# White LT-1650 double engine pulley



## jbrow1 (Aug 18, 2005)

Hi guys, having trouble locating the proper engine pulley for my lawn mower.

The part number the schematic calls for is 756-0978A. I bought one of these and they are apparently for 5/8" belts and the pulley off my mower is for 1/2" belts. And I can't find a part number for before they made the switch to 5/8 belts and pulleys. I can probably throw on a belt that's 3" shorter and half inch and it will work on this pulley, but will this slow down my overall driving speed (hydrostatic tranny)?


----------



## 30yearTech (Sep 14, 2006)

Most clutching pulley's are wider then the belt width to help hold the belt on the pulley while allowing the belt to be stationary. If the older pulley utilized a narrower drive belt, then there would be a part number change along with the part numbers for the drive belts. 

What is the model number of your riding mower (not the model designation you posted) ?


----------



## jbrow1 (Aug 18, 2005)

Sorry took so long, the model number of the lawn tractor is 13co616g190.
Serial number is 1F151H10104

I have pics of the pulley I need, and the pulley that the part number the manual states brings up, but can't post them till I get home to my laptop.


----------



## 30yearTech (Sep 14, 2006)

The pulley part number you listed is the correct part number and is for the 1/2" belt that is used on the tractor.

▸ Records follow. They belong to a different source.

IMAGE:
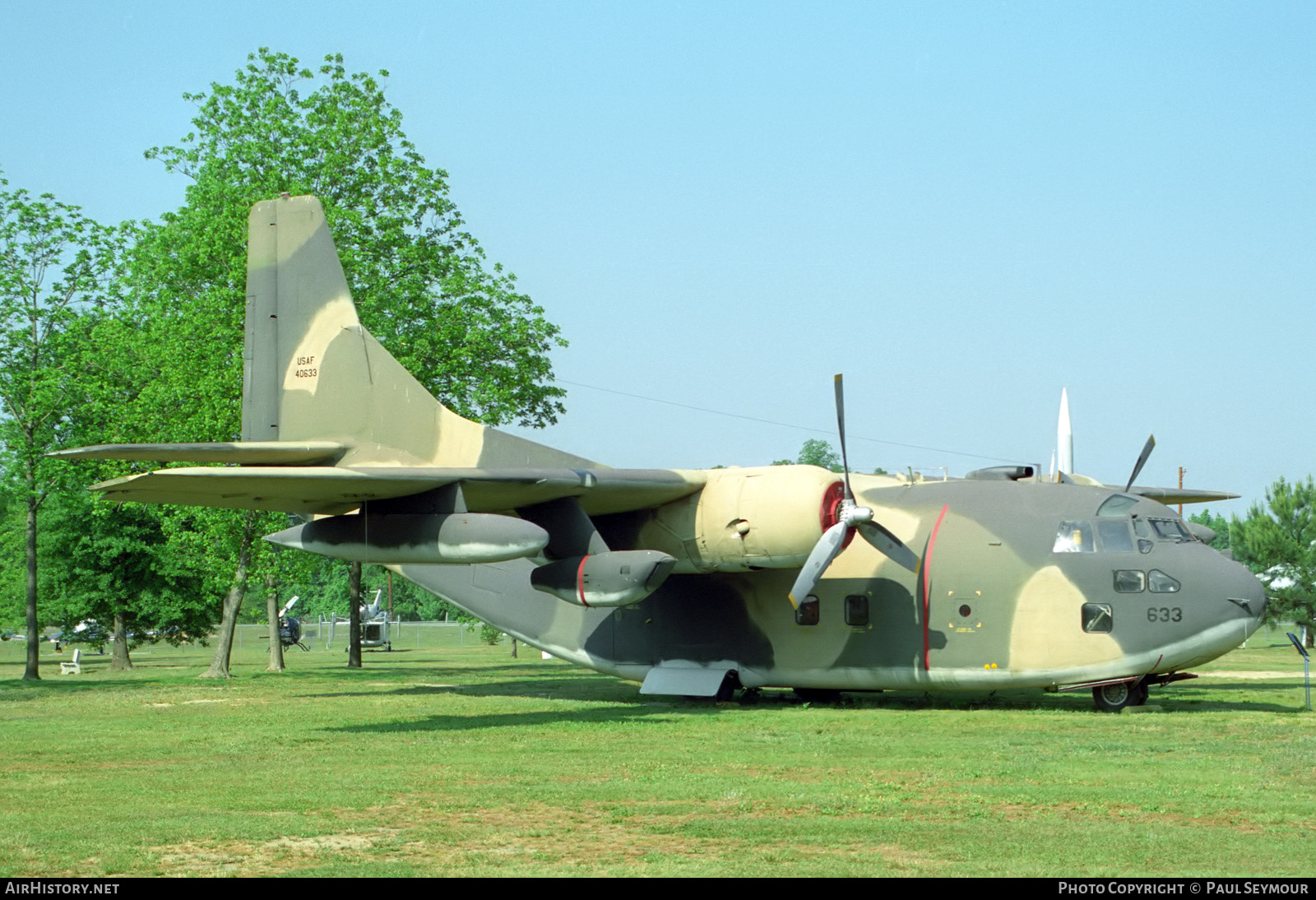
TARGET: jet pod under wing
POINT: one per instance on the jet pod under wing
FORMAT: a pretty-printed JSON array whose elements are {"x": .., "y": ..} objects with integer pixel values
[{"x": 306, "y": 489}]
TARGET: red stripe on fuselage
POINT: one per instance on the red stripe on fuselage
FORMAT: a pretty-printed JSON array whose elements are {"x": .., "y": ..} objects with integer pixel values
[
  {"x": 927, "y": 583},
  {"x": 581, "y": 582}
]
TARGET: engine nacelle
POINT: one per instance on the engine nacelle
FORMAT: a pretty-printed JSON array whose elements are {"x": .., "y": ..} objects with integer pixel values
[
  {"x": 418, "y": 538},
  {"x": 745, "y": 518},
  {"x": 615, "y": 578}
]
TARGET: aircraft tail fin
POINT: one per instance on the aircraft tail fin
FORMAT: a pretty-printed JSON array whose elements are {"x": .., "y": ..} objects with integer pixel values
[{"x": 313, "y": 373}]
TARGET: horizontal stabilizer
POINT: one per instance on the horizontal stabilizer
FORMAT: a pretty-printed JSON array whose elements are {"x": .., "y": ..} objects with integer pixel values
[
  {"x": 245, "y": 452},
  {"x": 1178, "y": 495},
  {"x": 307, "y": 489}
]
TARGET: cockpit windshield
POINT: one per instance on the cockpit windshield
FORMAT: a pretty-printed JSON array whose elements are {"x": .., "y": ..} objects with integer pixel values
[{"x": 1118, "y": 504}]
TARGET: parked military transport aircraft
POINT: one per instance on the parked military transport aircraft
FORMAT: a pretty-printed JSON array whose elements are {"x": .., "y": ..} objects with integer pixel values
[{"x": 694, "y": 582}]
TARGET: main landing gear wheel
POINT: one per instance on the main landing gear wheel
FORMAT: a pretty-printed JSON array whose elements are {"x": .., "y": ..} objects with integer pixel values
[
  {"x": 1114, "y": 698},
  {"x": 818, "y": 695}
]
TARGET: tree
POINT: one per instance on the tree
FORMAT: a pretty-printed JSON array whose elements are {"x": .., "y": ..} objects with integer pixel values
[
  {"x": 1280, "y": 546},
  {"x": 1217, "y": 524},
  {"x": 421, "y": 283},
  {"x": 815, "y": 452},
  {"x": 54, "y": 266},
  {"x": 114, "y": 566}
]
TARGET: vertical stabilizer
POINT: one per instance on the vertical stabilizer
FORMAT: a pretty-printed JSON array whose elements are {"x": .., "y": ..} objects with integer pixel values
[
  {"x": 1063, "y": 438},
  {"x": 298, "y": 302}
]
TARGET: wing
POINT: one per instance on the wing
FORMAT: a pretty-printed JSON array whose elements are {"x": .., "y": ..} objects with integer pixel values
[{"x": 1179, "y": 495}]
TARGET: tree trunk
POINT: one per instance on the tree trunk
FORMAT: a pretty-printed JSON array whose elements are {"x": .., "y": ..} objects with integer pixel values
[
  {"x": 354, "y": 616},
  {"x": 118, "y": 661},
  {"x": 232, "y": 603},
  {"x": 32, "y": 670},
  {"x": 271, "y": 608}
]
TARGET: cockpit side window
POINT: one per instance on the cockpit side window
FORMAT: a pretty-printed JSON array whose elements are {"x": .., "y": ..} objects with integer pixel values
[
  {"x": 1115, "y": 535},
  {"x": 1170, "y": 529},
  {"x": 1074, "y": 537},
  {"x": 1116, "y": 504}
]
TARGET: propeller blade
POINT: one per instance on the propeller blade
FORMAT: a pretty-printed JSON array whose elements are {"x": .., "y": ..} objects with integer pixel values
[
  {"x": 840, "y": 428},
  {"x": 1147, "y": 452},
  {"x": 886, "y": 542},
  {"x": 824, "y": 551}
]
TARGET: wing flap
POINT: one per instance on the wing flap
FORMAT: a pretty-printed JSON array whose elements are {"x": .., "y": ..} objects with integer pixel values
[{"x": 337, "y": 489}]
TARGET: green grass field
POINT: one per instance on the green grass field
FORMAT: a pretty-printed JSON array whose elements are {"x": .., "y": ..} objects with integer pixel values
[{"x": 461, "y": 761}]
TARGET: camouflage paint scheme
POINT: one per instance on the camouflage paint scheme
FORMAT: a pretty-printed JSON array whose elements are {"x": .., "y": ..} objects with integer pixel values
[{"x": 333, "y": 425}]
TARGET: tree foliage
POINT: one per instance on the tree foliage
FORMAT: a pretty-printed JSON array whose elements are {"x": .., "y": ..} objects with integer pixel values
[
  {"x": 420, "y": 281},
  {"x": 114, "y": 564},
  {"x": 1278, "y": 544}
]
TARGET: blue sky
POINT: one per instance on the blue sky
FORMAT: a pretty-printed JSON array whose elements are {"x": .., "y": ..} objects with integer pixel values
[{"x": 964, "y": 206}]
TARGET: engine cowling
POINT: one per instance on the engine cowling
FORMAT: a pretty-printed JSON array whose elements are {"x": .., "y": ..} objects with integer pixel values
[
  {"x": 418, "y": 537},
  {"x": 745, "y": 518}
]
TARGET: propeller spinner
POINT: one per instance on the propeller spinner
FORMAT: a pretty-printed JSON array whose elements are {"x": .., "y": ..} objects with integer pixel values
[{"x": 850, "y": 517}]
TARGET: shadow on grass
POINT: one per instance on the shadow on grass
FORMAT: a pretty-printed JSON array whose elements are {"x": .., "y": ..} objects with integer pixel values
[{"x": 633, "y": 712}]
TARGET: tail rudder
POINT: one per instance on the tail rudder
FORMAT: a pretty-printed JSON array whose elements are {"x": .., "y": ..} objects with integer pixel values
[{"x": 313, "y": 373}]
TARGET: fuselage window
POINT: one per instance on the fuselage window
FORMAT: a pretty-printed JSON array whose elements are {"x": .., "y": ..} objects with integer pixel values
[
  {"x": 1096, "y": 619},
  {"x": 857, "y": 610},
  {"x": 1129, "y": 581},
  {"x": 807, "y": 614},
  {"x": 1161, "y": 583},
  {"x": 1074, "y": 537},
  {"x": 1115, "y": 535}
]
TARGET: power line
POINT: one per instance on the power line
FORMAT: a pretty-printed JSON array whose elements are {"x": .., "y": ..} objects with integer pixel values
[{"x": 769, "y": 421}]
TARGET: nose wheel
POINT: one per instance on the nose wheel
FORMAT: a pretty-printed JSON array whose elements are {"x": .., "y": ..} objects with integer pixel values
[{"x": 1114, "y": 698}]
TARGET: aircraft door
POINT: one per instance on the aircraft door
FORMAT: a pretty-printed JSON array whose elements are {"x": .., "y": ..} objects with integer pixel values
[{"x": 967, "y": 628}]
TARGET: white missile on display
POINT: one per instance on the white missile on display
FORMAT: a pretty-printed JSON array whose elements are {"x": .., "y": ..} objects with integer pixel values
[
  {"x": 418, "y": 538},
  {"x": 1063, "y": 438},
  {"x": 614, "y": 578}
]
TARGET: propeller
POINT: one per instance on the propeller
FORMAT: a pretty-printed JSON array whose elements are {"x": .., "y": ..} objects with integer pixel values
[
  {"x": 1142, "y": 458},
  {"x": 850, "y": 517}
]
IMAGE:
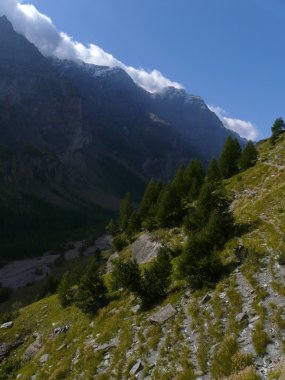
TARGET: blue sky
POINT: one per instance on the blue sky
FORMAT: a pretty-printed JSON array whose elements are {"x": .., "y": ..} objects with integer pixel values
[{"x": 230, "y": 52}]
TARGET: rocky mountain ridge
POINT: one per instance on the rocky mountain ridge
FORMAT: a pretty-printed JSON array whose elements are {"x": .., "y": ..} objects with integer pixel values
[
  {"x": 96, "y": 120},
  {"x": 234, "y": 331}
]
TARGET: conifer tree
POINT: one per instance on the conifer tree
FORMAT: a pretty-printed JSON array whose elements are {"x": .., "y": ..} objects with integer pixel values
[
  {"x": 214, "y": 174},
  {"x": 126, "y": 210},
  {"x": 92, "y": 293},
  {"x": 193, "y": 178},
  {"x": 133, "y": 224},
  {"x": 111, "y": 227},
  {"x": 248, "y": 157},
  {"x": 65, "y": 291},
  {"x": 126, "y": 274},
  {"x": 230, "y": 157},
  {"x": 200, "y": 264},
  {"x": 148, "y": 206},
  {"x": 277, "y": 128},
  {"x": 168, "y": 210},
  {"x": 156, "y": 279}
]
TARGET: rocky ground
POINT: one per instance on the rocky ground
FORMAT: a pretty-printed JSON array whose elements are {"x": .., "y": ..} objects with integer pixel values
[{"x": 18, "y": 274}]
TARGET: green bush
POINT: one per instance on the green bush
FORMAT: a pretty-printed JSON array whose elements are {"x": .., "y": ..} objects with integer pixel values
[{"x": 119, "y": 242}]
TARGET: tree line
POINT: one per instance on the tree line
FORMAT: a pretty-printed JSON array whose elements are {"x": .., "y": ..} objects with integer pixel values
[{"x": 194, "y": 200}]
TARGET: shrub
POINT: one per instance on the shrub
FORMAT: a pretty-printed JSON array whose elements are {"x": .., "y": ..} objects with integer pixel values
[
  {"x": 120, "y": 241},
  {"x": 126, "y": 274},
  {"x": 92, "y": 292},
  {"x": 156, "y": 278},
  {"x": 241, "y": 360},
  {"x": 5, "y": 293},
  {"x": 222, "y": 362},
  {"x": 260, "y": 339}
]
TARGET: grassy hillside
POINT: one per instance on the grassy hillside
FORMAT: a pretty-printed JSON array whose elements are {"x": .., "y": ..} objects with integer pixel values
[{"x": 237, "y": 332}]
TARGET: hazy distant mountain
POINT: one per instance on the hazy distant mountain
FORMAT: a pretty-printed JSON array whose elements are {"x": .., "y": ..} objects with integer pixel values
[{"x": 64, "y": 123}]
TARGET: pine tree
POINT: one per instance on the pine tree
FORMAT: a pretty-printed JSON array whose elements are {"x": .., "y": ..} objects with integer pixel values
[
  {"x": 156, "y": 279},
  {"x": 149, "y": 203},
  {"x": 199, "y": 264},
  {"x": 92, "y": 293},
  {"x": 230, "y": 157},
  {"x": 126, "y": 274},
  {"x": 126, "y": 210},
  {"x": 248, "y": 157},
  {"x": 168, "y": 211},
  {"x": 193, "y": 178},
  {"x": 65, "y": 291},
  {"x": 111, "y": 227},
  {"x": 133, "y": 224},
  {"x": 214, "y": 174},
  {"x": 277, "y": 128}
]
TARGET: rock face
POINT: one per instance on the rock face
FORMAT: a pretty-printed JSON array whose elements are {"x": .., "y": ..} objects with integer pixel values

They do not show or list any changes to 5/8" drive belt on the model number you posted. Unless the pulley you received was marked with the wrong part number, it should work for your application.


----------



## jbrow1 (Aug 18, 2005)

Man I got this all goobered up. They had two part numbers in the schematic, one for a double pulley which I had but was incorrect when I bought it. Then this number which is for a single pulley, which is the correct size for the top.

Had it pointed out to me today I was using drawings from a 2001, and needed to use them for the 2002 model. Then found the part number I needed was 756-0983B. This is the correct one, and is on the way. 

I appreciate you taking the time to read and post in here, thank-you.


----------



## 30yearTech (Sep 14, 2006)

jbrow1 said:


> Man I got this all goobered up. They had two part numbers in the schematic, one for a double pulley which I had but was incorrect when I bought it. Then this number which is for a single pulley, which is the correct size for the top.
> 
> Had it pointed out to me today I was using drawings from a 2001, and needed to use them for the 2002 model. Then found the part number I needed was 756-0983B. This is the correct one, and is on the way.
> 
> I appreciate you taking the time to read and post in here, thank-you.


The original part number you posted is for the single upper drive pulley at least according to the IPL I looked at and all the references I can find for the part also show it to be a single pulley.

http://www.quickieparts.com/mtd-products/756-0978b-mtd-engine-pulley-replaces-756-0978.html

756-0983B shows to be a double pulley assembly.


----------